Dual Energy CT is a modern imaging technique that is utilized in clinical practice to acquire spectral information for various diagnostic purposes including the identification, classification, and characterization of different liver lesions. It provides additional information that, when compared to the information available from conventional CT datasets, has the potential to benefit existing computer vision techniques by improving their accuracy and reliability. In order to evaluate the additional value of spectral versus conventional datasets when being used as input for machine learning algorithms, we implemented a weakly-supervised Convolutional Neural Network (CNN) that learns liver lesion localization and classification without pixel-level ground truth annotations. We evaluated the lesion classification (healthy, cyst, hypodense metastasis) and localization performance of the network for various conventional and spectral input datasets obtained from the same CT scan.

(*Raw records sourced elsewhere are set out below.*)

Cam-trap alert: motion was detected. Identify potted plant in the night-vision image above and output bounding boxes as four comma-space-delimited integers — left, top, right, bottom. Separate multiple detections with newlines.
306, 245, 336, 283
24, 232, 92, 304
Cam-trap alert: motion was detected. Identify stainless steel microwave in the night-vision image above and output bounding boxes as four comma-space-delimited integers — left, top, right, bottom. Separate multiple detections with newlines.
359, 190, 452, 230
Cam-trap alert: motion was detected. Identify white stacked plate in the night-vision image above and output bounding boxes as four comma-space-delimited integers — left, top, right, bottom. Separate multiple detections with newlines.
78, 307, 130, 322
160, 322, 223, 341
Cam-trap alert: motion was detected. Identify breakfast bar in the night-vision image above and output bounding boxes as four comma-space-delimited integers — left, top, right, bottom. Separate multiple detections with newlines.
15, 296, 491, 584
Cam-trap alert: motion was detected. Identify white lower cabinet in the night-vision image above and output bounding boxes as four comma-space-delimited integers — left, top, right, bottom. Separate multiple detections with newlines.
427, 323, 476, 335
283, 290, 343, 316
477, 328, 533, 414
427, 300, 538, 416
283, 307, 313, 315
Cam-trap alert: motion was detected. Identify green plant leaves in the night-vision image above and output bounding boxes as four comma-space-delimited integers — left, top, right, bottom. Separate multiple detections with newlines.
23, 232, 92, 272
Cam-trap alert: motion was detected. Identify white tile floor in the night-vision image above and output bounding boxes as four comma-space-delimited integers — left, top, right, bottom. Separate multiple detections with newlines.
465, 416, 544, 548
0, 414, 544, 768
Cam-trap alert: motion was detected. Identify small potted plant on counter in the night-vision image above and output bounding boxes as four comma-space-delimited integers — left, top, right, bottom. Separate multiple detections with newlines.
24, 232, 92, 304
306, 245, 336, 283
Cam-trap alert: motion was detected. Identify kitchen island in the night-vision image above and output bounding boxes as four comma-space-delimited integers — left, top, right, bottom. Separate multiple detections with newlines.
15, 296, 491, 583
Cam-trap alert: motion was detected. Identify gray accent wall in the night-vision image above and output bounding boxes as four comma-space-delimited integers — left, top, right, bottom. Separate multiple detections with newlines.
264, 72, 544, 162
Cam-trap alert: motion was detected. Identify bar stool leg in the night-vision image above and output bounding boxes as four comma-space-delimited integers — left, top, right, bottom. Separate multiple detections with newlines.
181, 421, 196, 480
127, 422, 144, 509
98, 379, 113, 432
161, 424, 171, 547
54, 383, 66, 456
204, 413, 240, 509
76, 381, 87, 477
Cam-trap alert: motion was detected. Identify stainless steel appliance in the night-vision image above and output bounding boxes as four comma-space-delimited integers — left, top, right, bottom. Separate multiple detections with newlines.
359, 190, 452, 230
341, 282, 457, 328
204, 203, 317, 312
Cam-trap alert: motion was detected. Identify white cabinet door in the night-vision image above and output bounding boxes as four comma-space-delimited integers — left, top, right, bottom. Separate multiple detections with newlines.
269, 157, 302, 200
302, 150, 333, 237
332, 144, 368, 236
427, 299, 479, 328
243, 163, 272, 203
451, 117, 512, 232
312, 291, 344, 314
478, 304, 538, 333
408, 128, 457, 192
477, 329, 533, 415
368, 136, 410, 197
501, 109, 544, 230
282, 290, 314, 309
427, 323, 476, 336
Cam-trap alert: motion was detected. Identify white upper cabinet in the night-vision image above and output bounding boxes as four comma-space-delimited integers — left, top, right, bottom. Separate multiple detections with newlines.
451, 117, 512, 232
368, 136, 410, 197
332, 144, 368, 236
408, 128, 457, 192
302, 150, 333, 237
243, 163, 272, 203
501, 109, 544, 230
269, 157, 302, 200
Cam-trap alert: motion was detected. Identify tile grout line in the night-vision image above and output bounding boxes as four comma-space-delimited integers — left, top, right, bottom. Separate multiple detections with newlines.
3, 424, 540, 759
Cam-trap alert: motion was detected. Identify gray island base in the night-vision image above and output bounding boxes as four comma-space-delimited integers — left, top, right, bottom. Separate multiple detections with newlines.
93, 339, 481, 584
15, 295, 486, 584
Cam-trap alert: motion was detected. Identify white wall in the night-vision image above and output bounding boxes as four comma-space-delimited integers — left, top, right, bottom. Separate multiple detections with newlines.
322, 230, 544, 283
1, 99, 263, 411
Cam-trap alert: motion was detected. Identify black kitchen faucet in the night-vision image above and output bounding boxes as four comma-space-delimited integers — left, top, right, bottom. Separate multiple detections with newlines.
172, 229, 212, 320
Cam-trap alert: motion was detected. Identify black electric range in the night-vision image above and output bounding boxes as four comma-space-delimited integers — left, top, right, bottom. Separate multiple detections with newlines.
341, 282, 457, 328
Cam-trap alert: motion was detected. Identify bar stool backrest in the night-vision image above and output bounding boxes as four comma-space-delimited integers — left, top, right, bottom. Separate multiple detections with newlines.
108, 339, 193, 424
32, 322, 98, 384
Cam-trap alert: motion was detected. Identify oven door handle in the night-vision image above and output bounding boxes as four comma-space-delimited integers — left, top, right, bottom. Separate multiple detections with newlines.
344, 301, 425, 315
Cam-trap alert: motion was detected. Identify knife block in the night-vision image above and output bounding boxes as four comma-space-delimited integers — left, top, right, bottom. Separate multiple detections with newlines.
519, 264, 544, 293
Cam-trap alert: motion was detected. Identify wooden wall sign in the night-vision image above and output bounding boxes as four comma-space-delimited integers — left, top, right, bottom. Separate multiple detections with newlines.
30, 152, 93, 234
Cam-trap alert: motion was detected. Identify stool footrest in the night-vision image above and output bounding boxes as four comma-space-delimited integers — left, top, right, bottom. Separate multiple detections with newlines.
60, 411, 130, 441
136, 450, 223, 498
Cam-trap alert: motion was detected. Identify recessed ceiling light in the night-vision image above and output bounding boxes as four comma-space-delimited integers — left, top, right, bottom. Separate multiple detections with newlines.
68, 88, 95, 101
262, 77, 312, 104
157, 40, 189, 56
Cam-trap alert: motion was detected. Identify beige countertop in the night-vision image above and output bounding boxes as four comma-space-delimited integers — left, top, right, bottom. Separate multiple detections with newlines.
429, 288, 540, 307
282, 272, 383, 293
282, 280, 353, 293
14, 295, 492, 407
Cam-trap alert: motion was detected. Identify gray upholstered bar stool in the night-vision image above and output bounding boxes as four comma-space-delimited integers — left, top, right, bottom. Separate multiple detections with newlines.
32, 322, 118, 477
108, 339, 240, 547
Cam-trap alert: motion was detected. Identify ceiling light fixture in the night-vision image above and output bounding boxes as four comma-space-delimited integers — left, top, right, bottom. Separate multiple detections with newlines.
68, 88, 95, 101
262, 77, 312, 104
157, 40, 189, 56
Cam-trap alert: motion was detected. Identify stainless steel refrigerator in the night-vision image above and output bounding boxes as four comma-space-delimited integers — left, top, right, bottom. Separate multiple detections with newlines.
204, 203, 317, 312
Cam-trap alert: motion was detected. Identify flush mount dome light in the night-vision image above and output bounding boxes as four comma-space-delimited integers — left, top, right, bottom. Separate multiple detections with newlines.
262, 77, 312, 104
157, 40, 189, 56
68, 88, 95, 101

The best results for lesion localization were found for the spectral datasets with distances of 8.22 ± 10.72 mm, 8.78 ± 15.21 mm and 8.29 ± 12.97 mm for iodine maps, 40 keV and 70 keV virtual mono-energetic images, respectively, while lesion localization distances of 10.58 ± 17.65 mm were measured for the conventional dataset. In addition, the 40 keV virtual mono-energetic datasets achieved the highest overall lesion classification accuracy of 0.899 compared to 0.854 measured for the conventional datasets. The enhanced localization and classification results that we observed for spectral CT data demonstrates that combining machine-learning technology with spectral CT information may improve the clinical workflow as well as the diagnostic accuracy.